Gdy mieszkający już kilkadziesiąt lat nad Wisłą Walijczyk sięgał po akustyczną gitarę, a ze sceny sączyły się spokojniejsze dźwięki, ja miałem wrażenie jakby koncert odbywał się w jakimś pubie w ojczyźnie Portera. Na szczęście wokół nie unosił się dym z papierosów, a to dobry sygnał, że moi rodacy respektują zapisy pewnej chwalebnej ustawy.
Jako miłośnik także trochę mocniejszej gitarowej muzyki nie mogłem narzekać, bo John Porter brał i do ręki elektryka, na którym łoił, aż serce rosło. Koncert wypełniły piosenki z tegorocznego krążka "Back in Town", ale i starsze kawałki. A na bis muzycy przygotowali niespodziankę - zagrali cover The Who "My Generation", za co zebrali ogromny aplauz. Kto nie miał szczęścia, by posłuchać Portera w poniedziałkowy wieczór, ma czego żałować. Ale jest i powód do optymizmu, bo jesienią kolejny koncert w Lublinie. Radzę już od dziś wypatrywać plakatów.
Wtorkowy koncert Voo Voo, który zakończył tegoroczną edycję "Innych Brzmień", zapisał się w pamięci swoją wyjątkową atmosferą. Występ zespołu Wojtka Waglewskiego poświęcony był pamięci Mirka Olszówki. Ten zmarły kilka miesięcy temu manager Voo Voo był pomysłodawcą lubelskiego festiwalu i bez wątpienia czuwał z nieba nad jego tegoroczną edycją oraz słuchał z Drugiego Brzegu koncertu z bazyliki Dominikanów.
By uczcić pamięć swojego przyjaciela, muzycy Voo Voo zaprezentowali się widowni w akustycznym wydaniu, a na scenie towarzyszyły im panie z Ladies String Quartet.

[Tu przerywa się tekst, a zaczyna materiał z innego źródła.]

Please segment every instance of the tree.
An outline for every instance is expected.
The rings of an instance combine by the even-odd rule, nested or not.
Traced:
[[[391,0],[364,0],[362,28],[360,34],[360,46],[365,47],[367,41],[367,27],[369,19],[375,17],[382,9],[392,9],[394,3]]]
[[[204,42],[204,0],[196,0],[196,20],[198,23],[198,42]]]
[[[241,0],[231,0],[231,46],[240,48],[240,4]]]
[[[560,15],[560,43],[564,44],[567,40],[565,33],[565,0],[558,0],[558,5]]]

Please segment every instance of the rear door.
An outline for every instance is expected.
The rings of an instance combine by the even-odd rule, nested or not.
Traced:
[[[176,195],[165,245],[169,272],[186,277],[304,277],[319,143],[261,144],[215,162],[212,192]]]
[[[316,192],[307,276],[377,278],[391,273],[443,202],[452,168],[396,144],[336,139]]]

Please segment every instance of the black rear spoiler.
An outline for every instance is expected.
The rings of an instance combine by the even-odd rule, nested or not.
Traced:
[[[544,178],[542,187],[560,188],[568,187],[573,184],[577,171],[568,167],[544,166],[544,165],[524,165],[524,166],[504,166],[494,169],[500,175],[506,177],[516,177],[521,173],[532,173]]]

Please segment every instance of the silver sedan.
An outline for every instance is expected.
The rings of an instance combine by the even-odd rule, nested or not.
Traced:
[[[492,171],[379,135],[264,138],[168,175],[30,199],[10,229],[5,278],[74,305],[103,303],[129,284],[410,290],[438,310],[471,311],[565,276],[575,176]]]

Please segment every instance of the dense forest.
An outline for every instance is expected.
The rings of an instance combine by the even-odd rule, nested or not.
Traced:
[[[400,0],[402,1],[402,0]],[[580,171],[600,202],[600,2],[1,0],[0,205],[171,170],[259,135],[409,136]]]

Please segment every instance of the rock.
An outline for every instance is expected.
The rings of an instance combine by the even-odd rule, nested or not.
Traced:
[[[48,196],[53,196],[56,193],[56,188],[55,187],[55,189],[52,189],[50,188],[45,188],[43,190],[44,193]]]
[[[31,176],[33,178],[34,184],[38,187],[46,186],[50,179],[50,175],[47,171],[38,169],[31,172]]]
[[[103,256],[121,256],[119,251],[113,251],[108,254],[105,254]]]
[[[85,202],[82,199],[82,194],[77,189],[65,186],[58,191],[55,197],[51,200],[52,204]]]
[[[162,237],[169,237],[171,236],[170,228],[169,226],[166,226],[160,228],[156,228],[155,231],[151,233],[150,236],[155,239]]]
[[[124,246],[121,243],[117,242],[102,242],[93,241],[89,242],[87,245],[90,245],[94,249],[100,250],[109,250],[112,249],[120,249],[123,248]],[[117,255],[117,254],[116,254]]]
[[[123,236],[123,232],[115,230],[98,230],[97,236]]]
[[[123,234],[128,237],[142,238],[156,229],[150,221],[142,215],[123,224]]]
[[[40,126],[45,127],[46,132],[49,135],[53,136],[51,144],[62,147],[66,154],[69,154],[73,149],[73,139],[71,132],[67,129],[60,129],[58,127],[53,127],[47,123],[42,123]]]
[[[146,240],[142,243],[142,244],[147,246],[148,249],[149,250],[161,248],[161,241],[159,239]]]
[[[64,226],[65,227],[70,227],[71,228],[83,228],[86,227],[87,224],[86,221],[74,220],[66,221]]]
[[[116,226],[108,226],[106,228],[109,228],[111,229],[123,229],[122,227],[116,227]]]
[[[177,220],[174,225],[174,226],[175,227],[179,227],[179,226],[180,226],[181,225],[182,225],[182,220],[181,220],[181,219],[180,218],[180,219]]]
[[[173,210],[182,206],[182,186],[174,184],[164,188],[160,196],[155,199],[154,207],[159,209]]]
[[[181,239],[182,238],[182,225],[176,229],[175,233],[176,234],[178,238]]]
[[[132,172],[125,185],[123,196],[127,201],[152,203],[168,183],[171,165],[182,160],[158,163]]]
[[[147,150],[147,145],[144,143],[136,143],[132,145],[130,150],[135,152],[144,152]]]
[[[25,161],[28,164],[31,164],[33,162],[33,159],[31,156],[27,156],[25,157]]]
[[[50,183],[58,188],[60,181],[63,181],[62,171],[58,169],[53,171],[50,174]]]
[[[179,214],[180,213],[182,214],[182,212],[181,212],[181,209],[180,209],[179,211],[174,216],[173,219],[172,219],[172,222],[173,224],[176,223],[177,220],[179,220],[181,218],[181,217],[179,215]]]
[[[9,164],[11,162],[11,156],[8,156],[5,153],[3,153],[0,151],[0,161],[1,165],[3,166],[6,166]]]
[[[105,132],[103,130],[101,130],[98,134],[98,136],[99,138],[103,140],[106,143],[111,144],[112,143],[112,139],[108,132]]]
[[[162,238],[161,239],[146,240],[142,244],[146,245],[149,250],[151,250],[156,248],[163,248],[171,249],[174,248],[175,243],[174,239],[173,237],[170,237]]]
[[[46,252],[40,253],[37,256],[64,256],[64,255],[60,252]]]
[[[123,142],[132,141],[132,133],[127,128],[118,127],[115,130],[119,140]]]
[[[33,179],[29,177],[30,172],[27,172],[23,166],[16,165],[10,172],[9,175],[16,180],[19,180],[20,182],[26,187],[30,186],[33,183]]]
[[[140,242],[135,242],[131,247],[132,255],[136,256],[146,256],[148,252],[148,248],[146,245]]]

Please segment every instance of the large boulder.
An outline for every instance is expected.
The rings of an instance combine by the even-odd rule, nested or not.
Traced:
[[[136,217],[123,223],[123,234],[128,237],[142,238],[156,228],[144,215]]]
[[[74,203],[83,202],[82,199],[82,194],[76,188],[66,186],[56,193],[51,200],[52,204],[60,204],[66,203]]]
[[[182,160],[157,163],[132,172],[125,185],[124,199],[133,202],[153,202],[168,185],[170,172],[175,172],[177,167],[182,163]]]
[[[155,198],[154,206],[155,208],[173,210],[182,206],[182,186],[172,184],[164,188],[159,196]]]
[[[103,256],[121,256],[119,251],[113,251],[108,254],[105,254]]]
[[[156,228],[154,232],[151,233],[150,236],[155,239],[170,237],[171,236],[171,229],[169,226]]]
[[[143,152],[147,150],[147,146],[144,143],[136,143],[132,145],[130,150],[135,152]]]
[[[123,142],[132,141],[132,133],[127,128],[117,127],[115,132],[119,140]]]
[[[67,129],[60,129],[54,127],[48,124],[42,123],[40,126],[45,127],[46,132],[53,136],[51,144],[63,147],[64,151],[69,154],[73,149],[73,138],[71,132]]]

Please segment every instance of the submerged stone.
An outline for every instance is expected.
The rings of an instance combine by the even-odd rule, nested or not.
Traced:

Publiczność przez niespełna półtorej godziny w dużym skupieniu słuchała dźwięków wypływających z prezbiterium bazyliki, kilkakrotnie wciągnął ją nawet do wspólnego śpiewu niezawodny w tym względzie Mateusz Pospieszalski. Po zakończeniu tego wyjątkowego koncertu lublinianie i festiwalowi goście udali się na Plac po Farze i w latających lampionach wysłali Mirkowi Olszówce światełko do Nieba.
Podczas czwartej edycji "Innych Brzmień" niestety nie udało mi się posłuchać wszystkich festiwalowych koncertów. Jednak te, w których uczestniczyłem, były bardzo udane i za to należą się gratulacje organizatorom. Wypada także życzyć, by kolejna edycja utrzymała tak wysoki poziom.